Allora, occorre risalire a un altro ente, di qualità (non solo di quantità) diversa, che sia necessario e non contingente, non composto di essenza ed essere, ma assolutamente semplice o Atto puro da ogni potenza, che sia al di sopra (verticalmente) ontologicamente e non per quantità o altezza (orizzontalmente) dalla contingenza e composizione di potenza/atto, essenza/essere.

Parimenti, una serie infinita di vagoni ferroviari, non spiega il loro movimento senza un locomotore e questo senza un macchinista. Anzi senza il macchinista nel locomotore la serie infinita di vagoni complica e non facilita la spiegazione del movimento del treno, poiché ci vorrebbe un tempo infinitamente lungo affinché il moto dal locomotore possa giungere all’ultimo vagone di cui costato il moto.

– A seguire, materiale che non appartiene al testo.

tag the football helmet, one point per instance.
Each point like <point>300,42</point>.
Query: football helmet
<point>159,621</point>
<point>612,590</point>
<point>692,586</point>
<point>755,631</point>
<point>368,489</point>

Perciò, concludo che tutto ciò che non ha in sé la spiegazione o il perché della sua esistenza deve avercela in un altro, distinto da lui non solo quantitativamente e orizzontalmente ma entitativamente e verticalmente o qualitativamente. Per esempio, l’uomo non ha in sé la sua ragione d’essere, allora deve averla in un altro, distinto da lui assolutamente e ontologicamente, ossia di natura totalmente diversa, cioè non composto di essenza ed esistenza, ma che sia l’Ente per sua natura o sua essenza; ossia l’Atto puro, ovvero Dio.

La “prova metafisica” oltre le “cinque vie”

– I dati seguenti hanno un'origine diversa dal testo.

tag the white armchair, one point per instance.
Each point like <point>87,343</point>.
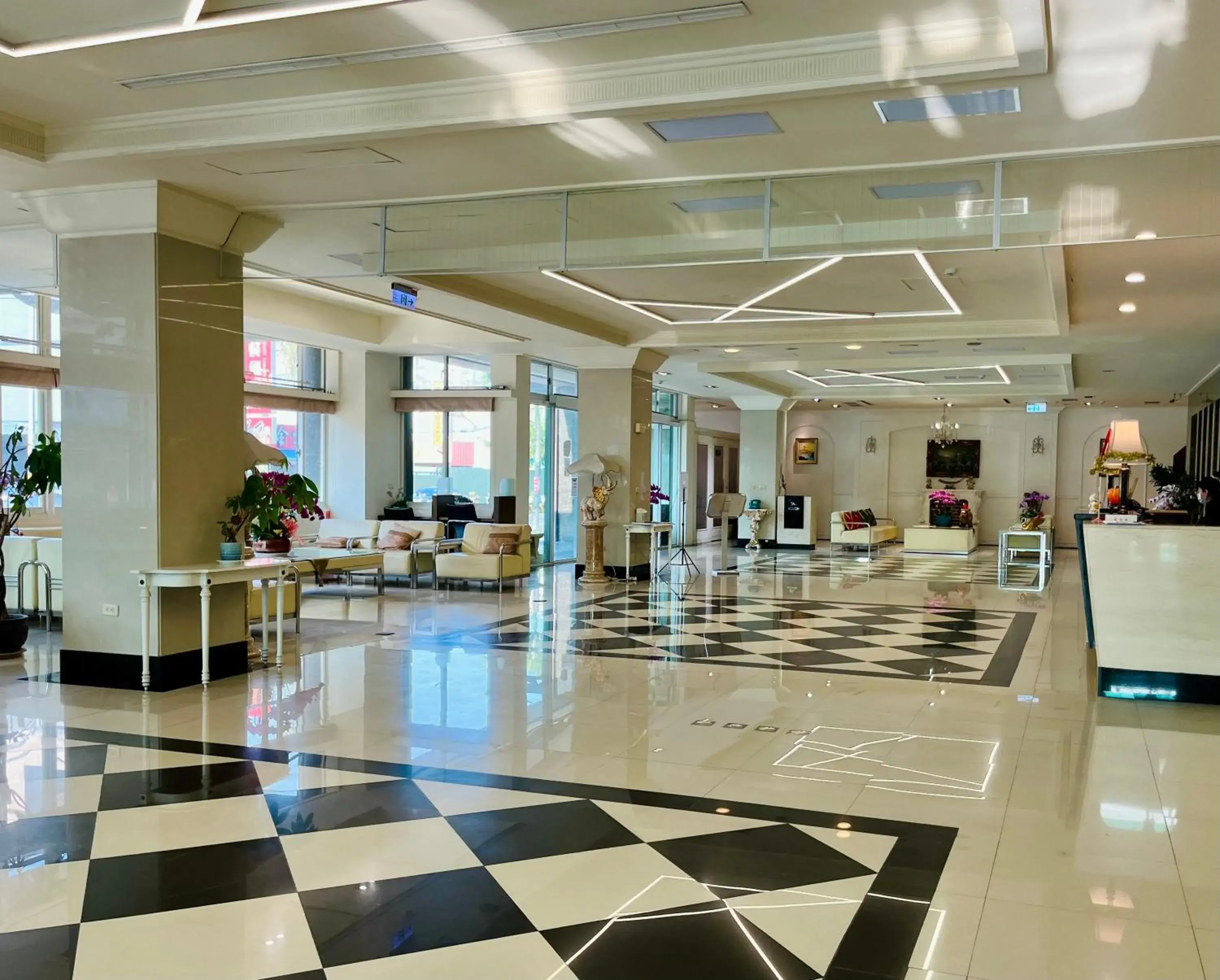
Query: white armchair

San Tommaso non dimostra l’esistenza di Dio solo con le cinque vie, seguendo l’orma aristotelica (e anche platonica per la quarta via, ossia la partecipazione), ma egli arriva metafisicamente all’Ente stesso per sé sussistente, partendo dagli enti caduchi, contingenti e composti di atto/potenza, essere/essenza (De ente et essentia, c. 4, n. 27; I Sent., dist. 3; II Sent., d. 1, q. 1, a. 1; De Veritate, q. 2, a. 3; q. 10, a. 2;  Summa c. Gent., lib. I, cap. 13; De Potentia, q. 3, a. 5).

Insomma, tutti gli enti che costatiamo davanti a noi, sono finiti e contingenti perché non sono il loro stesso essere per la loro essenza o natura, ma ricevono o partecipano una parte dell’essere infinito. Ora, questo essere che è loro dato o partecipato può essere causato non da loro stessi (“nemo dat quod non habet”), ma soltanto da Colui che è il suo stesso essere per sua natura o essenza e che noi chiamiamo Dio.

L’essere non è incluso nella nozione di essenza dell’ente creato o finito. Ora, essere ed essenza nell’ente, formano un tutt’uno; infatti, l’ente è un’essenza avente l’essere ed essi sono uniti tra di loro come atto e potenza, materia e forma. Ma, siccome questa composizione è costituita da elementi diversi, essa ha bisogno di una causa efficiente che li unisca tra loro, poiché essendo diversi non s’uniscono di per sé. Quindi, ogni ente composto di materia/forma, accidenti/sostanza, potenza/atto, essenza/essere ha bisogno di un ente che li unisca (“omne quod movetrur ab alio movetur”).

Insomma, gli enti creati non sono l’Essere per sua essenza, ma lo ricevono per partecipazione e limitatamente; perciò, sono sostanze che hanno l’essere e non sono l’essere, ma lo ricevono da Colui che è l’Essere per essenza, ossia Dio.